From “Präzision und Offenheit- Mit Räumen zeichnen,” /#Minimal/Concept:
Zeichenhafte Sprachen im Raum#/ by Christian Schneegass-Amsterdam; Dresden: Verlag der Kunst, 2001, pp. 87–94.
Drawing with spaces
Andreas Schmid about his artistic approach:
“Concerning my approach, I would first like to report of various experiences that led to a formation of the premises for my notion of ‘drawing in space’…
During my years in the People’s Republic of China from 1983 to 1986, I studied the nature of the line, for example in classical Chinese calligraphy and the history of calligraphy. The relationship between black and white within a single character as well as the relationship of characters to one another, both graphic and spatial, was the object of my study. But equally important was working through the mental tension in drawing the line. The lines of each individual character act in space, the character itself creates space, just as the sequence of characters within the whole process. Our own thinking is transferred indelibly and directly to the paper.
At the same time, writing develops a rhythm of its own. The whole sheet has—by way of writing—a form and a link to content. Furthermore, a dramaturgy develops, a score of writing. This position goes far beyond the mere writing of a text and is clearly an artistic act. Fascinating for me is a statement, confirmed by practice, that was made by the calligrapher Wang Dongling in November 1983, that the calligrapher can hear the speed with which the brush needs to be moved (“You will hear how fast you need to write.”). Besides technique, a feeling for the precision of the placement on the sheet and in space develops. These experiences find their application in my spatial works in the European context.

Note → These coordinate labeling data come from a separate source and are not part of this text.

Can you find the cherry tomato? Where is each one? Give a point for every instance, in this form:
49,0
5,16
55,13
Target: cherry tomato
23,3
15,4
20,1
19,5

Alongside Chinese calligraphy, my experiences with wide expanses of landscape have shaped my work. Journeys through the expansive landscapes of Northwestern China or the American West, especially through steppes and deserts, gave me the experience of transparency, extension, and size, and at the same time made clear one’s own relativity. The tiniest geographical or color differences can change the whole character of the landscape, even if these changes only stretch very slowly across large spaces. Some landscapes exhibit strong values of approach in terms of drawing or the graphic arts. The desert regions of China, the US, Peru, or Egypt showed me that it is possible to decisively structure a “large” space with relatively minimal, yet precise interventions.
In contemporary music as well, I find approaches that illustrate similarities and affinities to components of thinking in terms of drawing. Non-linear composition, working with fragments and composition particles that are superimposed to form highly complex shapes, are quite compatible approaches that enrich and expand my own ways of working. These include the works of Brian Ferneyhough and Isabel Mundry as well as the various approaches of John Cage or Luigi Nono on including rests or silence in composition, or the opening of the musical scale to quartertones or everyday sounds. Fascinating for me is the freedom of possibilities just as the deep cultural ethos in Nono, his fanning out into dynamic and tonal border realms opens new spaces. The “slowness” of Morton Feldman, or experience of listening to Lachenmann, who explodes conventional form, should also be mentioned here.
As far as my work in interior and exterior spaces is concerned, I begin with the following: neither do I place a prefabricated work nor an idea coming from outside. I take no position, make no claim. For me, the decisive requirements for working on a space are listening to and grasping its characteristics. With few graphic means, the work is structured in the space. The materials of the work’s graphic components are very different: they stretch from the plasticity of a ship cords to cuttings or light traces. The interventions allow the characteristics present in a space to surface, without dominating them: instead, the character of a space is completed and additionally expanded and made to resonate. Various modes of thought and interpretation are open to the beholder
The works are transparent and precise. It is almost as if the new had already existed beforehand. At the same time, some works undergo, through the conscious inclusion of natural light, a change of expression in time. They are fulfilled only with the actions of the beholder in time.”